Faith and Baseball

0 comments Posted on June 1, 2013

by Eric Metaxas

In the fall of 1940, Jackie met someone who would change his life: a seventeen-year-old freshman named Rachel Isum. Almost instantly Jackie knew he would marry the beautiful young nursing student, who shared his strong religious beliefs. UCLA’s homecoming dance that year was held at the Biltmore Hotel in Los Angeles. Jackie invited Rachel, and that night they danced to tunes like “Stardust” and “Mood Indigo.”

In March 1942, Jackie received his “Order to Report for Induction,” and he traveled east to Kansas for basic training at Fort Riley. Jackie Roosevelt Robinson was now a member of Uncle Sam’s segregated army. Despite becoming an expert marksman and passing the tests for Officer Candidate School, Jackie was turned down for officer training.  The army instead put him in a segregated cavalry unit where he worked as a groom, looking after horses.
Jackie was honorably discharged from the US Army on November 27, 1944. By then, he and Rachel were engaged, but with Jackie jobless, marriage would have to wait.

7menAlthough hardly a fan of segregation of any kind, much less in sports, Jackie accepted an offer to play for the Kansas City Monarchs, a Negro National League team. He also fielded an offer from his old friend Karl Downs, now president of the Samuel Huston College in Austin, Texas. Downs invited Jackie to teach physical education at the college, and Jackie accepted, dramatically improving the college’s athletic program and becoming a popular figure with students.

As he thought about his future with Rachel and considered what might lie ahead for them, Jackie never could have dreamed of anything close to the reality that was about to occur. His life was soon to change dramatically.

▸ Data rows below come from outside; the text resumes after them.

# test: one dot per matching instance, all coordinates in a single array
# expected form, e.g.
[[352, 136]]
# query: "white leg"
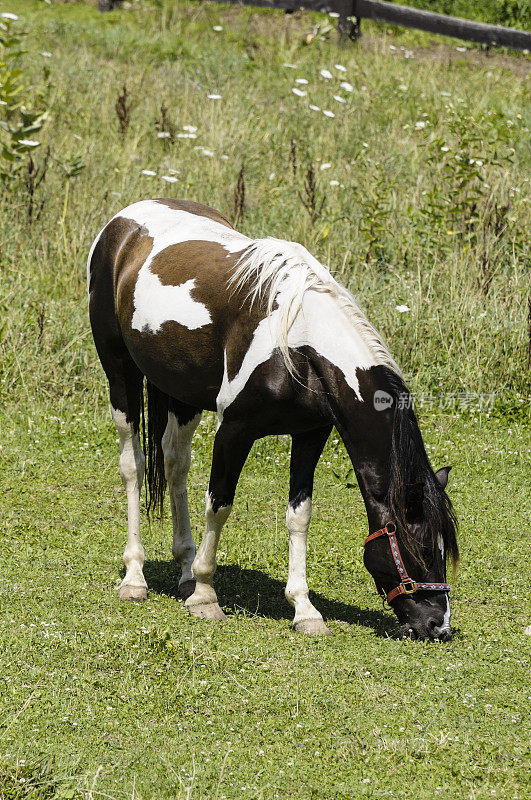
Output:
[[307, 619], [204, 601], [133, 586], [176, 444]]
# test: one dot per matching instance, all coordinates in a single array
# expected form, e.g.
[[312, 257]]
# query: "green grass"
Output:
[[102, 699]]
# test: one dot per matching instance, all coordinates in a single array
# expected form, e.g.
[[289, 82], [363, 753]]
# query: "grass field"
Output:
[[106, 700]]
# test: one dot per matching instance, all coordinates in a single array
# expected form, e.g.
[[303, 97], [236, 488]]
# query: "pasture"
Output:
[[414, 189]]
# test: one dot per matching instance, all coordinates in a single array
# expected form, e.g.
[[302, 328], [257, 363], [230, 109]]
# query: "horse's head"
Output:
[[407, 558]]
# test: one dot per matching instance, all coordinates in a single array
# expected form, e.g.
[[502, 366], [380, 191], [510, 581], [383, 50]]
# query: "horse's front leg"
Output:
[[176, 444], [133, 586], [305, 452], [231, 448]]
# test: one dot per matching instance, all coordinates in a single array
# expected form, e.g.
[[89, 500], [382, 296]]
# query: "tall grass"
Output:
[[420, 179]]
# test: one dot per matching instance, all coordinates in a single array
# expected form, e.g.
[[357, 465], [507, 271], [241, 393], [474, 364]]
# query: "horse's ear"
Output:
[[442, 476], [414, 494]]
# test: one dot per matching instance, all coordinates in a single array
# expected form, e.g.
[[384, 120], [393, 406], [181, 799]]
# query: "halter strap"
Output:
[[407, 585]]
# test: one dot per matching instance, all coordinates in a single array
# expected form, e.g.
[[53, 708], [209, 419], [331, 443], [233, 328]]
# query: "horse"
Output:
[[259, 331]]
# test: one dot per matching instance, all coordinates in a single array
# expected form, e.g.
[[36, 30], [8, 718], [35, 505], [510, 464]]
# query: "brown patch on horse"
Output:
[[233, 318]]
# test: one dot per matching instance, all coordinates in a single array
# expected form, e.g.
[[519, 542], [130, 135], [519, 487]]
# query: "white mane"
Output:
[[280, 272]]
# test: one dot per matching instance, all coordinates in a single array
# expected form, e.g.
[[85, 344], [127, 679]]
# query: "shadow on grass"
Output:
[[254, 592]]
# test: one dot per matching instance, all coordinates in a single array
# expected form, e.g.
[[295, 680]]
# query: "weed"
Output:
[[310, 196], [239, 196], [123, 111]]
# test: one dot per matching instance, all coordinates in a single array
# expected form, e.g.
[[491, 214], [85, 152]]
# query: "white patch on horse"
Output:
[[446, 620], [319, 323], [204, 564], [284, 273], [440, 542], [154, 302]]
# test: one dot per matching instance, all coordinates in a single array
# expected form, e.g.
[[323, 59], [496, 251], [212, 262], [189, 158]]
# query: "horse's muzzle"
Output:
[[428, 632]]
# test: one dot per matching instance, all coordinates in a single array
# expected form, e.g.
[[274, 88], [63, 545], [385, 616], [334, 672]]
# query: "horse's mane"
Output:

A war was then raging in the sports pages around the country about whether major-league baseball should be integrated. And far away from Jackie, in the distant East Coast city of New York, in the borough of Brooklyn, an idea was brewing that would catapult him into the national consciousness—and into American history.

It all began with a colorful sixty-four-year-old figure named Branch Rickey. Rickey was the legendary general manager of the Brooklyn Dodgers team. Rickey was an energetic and relentless innovator whose ideas had already changed baseball in many ways we now take for granted, including use of the batting helmet, batting cages, pitching machines, and statistical analysis. Rickey is even credited with inventing the farm system of the minor leagues and with creating the first spring training facility. But what he was about to do would eclipse all of these things. That’s because as far as Branch Rickey was concerned, the national pastime had to be integrated. And he thought that he was the one to bring about the integration.  The only questions were, how should he go about it, and who should be the first black player?

Rickey, a devout Christian who refused to play or attend games on Sunday, knew he would have to be very careful as he proceeded. Other baseball owners and managers would be dead set against the idea of integrating baseball, as would many players. But Rickey’s deep Christian faith told him that injustice must be fought wherever one found it. As he saw it, the Jim Crow laws that excluded black players from baseball were intolerably unjust. Rickey considered that his past experiences and his position in the game had set him up to do something profoundly important for the sport. Indeed, he saw in all of this “a chance to intervene in the moral history of the nation, as Lincoln had done.”

Rickey took seriously Jesus’ command that we be “wise as serpents.” So, very quietly, he sent scouts to Negro League ball games. To disguise his intentions, Rickey announced that he planned to start a new Negro club to be called the Brooklyn Brown Dodgers. Who could argue with that?